Integrating manufacturing processes into the construction workflow provides forward-thinking companies with the ability to gain the cost, efficiency, and quality benefits of prefabrication, on a much larger and more integrated scale than ever before. This provides enormous benefits, including:

  • Early-stage clash detection
  • Ability to incorporate field data into the prefab process
  • Access to change orders and RFIs in one location, from job site to manufacturing shops
  • Visibility into who is responsible for what, who is on track, and where problems occur (before they blow up into bigger problems)
  • Avoiding the eternal game of phone tag
  • Ability to quickly and effectively take site-built “contingencies” out of the field and into the shop, where they can be constructed faster and cheaper
  • Improved quality management

In addition, ManufactOn and the Autodesk Forge integration provides everyone on the design and construction team, as well as owners and other stakeholders, with the ability stop any given process with a single “STOP” button. This ability borrows from the Lean philosophy in manufacturing, and provides substantial savings by empowering everyone on the site to stop work on any portion of the project when they identify a problem–before it becomes a bigger problem.

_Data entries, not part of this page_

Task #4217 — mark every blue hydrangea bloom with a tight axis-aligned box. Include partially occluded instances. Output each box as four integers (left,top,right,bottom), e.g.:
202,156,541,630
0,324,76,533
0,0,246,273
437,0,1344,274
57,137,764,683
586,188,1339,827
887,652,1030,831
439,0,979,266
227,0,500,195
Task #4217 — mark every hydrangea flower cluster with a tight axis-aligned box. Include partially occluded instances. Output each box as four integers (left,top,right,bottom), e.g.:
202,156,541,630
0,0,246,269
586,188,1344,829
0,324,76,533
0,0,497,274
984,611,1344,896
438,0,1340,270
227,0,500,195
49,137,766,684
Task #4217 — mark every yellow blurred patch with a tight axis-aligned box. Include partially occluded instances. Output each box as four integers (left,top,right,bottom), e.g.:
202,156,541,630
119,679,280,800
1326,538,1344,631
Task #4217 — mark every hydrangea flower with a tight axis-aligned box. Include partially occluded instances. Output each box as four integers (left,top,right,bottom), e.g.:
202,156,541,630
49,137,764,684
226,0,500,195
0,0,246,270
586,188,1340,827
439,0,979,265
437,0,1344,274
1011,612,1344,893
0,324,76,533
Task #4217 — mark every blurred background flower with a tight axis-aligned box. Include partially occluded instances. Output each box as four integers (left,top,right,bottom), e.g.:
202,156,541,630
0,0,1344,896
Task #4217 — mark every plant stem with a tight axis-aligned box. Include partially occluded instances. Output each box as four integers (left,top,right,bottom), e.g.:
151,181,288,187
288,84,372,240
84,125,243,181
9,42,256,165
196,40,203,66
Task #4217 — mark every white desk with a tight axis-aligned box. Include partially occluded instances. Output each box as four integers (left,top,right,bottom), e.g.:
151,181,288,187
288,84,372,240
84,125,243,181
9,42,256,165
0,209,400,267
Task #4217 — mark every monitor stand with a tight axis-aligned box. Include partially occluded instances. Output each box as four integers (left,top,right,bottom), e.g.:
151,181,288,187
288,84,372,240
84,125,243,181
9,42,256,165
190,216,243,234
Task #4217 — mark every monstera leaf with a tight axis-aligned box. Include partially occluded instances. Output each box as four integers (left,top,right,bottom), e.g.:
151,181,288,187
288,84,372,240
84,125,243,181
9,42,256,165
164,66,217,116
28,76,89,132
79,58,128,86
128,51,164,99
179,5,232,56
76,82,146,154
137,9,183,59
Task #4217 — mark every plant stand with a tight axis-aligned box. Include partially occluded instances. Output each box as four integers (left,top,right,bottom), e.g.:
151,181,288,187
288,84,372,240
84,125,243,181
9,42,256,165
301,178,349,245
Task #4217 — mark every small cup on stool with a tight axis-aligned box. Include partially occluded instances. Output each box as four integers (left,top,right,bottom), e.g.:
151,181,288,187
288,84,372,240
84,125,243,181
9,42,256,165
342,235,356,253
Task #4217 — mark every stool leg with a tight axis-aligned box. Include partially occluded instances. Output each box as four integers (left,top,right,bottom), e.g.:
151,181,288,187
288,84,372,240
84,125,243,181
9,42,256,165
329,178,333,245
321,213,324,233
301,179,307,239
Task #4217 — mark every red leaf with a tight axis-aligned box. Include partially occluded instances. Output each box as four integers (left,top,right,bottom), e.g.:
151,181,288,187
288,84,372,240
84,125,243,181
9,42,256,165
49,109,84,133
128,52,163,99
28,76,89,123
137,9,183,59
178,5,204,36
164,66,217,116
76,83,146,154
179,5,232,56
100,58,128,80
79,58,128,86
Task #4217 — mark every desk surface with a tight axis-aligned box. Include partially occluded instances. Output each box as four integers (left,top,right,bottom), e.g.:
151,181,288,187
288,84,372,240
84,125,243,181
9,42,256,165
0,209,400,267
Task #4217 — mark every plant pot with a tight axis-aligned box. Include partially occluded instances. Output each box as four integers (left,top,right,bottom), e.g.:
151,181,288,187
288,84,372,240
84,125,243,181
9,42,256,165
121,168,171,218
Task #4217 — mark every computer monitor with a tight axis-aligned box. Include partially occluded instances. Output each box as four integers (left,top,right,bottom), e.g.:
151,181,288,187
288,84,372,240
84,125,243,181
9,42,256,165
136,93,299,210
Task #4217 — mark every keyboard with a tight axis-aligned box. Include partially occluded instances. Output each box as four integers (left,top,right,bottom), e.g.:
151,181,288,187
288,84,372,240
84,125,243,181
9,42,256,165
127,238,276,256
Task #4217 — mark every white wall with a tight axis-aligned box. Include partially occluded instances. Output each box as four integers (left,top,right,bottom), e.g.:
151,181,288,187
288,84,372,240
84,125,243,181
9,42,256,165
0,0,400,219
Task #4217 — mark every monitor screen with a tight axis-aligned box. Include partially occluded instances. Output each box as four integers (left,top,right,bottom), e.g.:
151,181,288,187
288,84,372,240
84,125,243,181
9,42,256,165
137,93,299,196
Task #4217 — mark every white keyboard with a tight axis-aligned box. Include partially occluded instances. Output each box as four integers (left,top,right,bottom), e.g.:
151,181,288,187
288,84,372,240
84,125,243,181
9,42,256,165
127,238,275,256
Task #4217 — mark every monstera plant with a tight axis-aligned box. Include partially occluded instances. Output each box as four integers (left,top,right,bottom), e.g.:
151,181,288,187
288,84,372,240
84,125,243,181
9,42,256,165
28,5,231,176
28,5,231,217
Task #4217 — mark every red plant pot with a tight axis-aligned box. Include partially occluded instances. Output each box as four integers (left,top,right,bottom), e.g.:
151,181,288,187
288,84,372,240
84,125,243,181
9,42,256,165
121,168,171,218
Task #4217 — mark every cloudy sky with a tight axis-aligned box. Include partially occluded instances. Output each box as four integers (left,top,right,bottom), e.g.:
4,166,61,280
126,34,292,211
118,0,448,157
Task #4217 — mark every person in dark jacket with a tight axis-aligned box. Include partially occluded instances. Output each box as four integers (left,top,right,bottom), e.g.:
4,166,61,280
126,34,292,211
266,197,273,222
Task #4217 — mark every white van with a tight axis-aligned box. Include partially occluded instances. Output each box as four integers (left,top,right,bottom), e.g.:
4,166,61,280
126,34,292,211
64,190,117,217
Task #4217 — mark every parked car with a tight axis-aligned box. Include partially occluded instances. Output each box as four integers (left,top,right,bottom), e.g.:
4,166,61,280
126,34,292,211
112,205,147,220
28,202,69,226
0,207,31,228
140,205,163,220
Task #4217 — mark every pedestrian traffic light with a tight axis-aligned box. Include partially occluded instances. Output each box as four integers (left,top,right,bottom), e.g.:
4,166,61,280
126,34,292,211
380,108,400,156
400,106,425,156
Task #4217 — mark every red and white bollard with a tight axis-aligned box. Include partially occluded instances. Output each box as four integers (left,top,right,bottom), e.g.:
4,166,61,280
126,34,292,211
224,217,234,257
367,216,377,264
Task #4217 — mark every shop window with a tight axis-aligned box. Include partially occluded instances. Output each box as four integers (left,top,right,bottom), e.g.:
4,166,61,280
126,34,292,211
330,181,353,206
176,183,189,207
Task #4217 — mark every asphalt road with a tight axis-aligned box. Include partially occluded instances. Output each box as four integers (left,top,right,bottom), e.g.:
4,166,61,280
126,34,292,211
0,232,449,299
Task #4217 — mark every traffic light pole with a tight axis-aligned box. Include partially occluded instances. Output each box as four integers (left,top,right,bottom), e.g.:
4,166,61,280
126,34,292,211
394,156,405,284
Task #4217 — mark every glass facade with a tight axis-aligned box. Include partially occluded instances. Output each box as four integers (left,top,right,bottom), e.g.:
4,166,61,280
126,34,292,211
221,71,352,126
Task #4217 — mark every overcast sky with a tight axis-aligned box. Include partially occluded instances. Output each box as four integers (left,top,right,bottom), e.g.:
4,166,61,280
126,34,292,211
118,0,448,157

ConstructionIndustry-Manufacturing

Stories from the Field:“The guys in the field called into the shop to say that they were missing two spools that were supposed to be there. With ManufactOn, the guys in the shop pulled up the activity history via QR code, and discovered that the supposedly missing spools were field constructed. If it had been paper logged, they’d have had to go back through the logs, and it would take days, and still not be clear whose responsibility it was. With it integrated that way, it was easy to see what happened and who was responsible for the fix.”

Brad Hartnagle, Marketing & Sales Director at ManufactOn

For those of us who have been in the industry a while, it’s hard to imagine a job site that doesn’t look, well, like a job site. But that may indeed be where we are headed. Modern manufacturing processes allow for flexible, custom prefabrication on any scale, and technology makes it possible to harness prefab for almost any aspect of a build.

As prefabrication and the technologies that enable it on the job site grow more efficient, and as integrations like ManufactOn and Autodesk provide simple interfaces for managing prefab and materials, it’s possible that the construction site of the future may operate more like an assembly line than a construction site.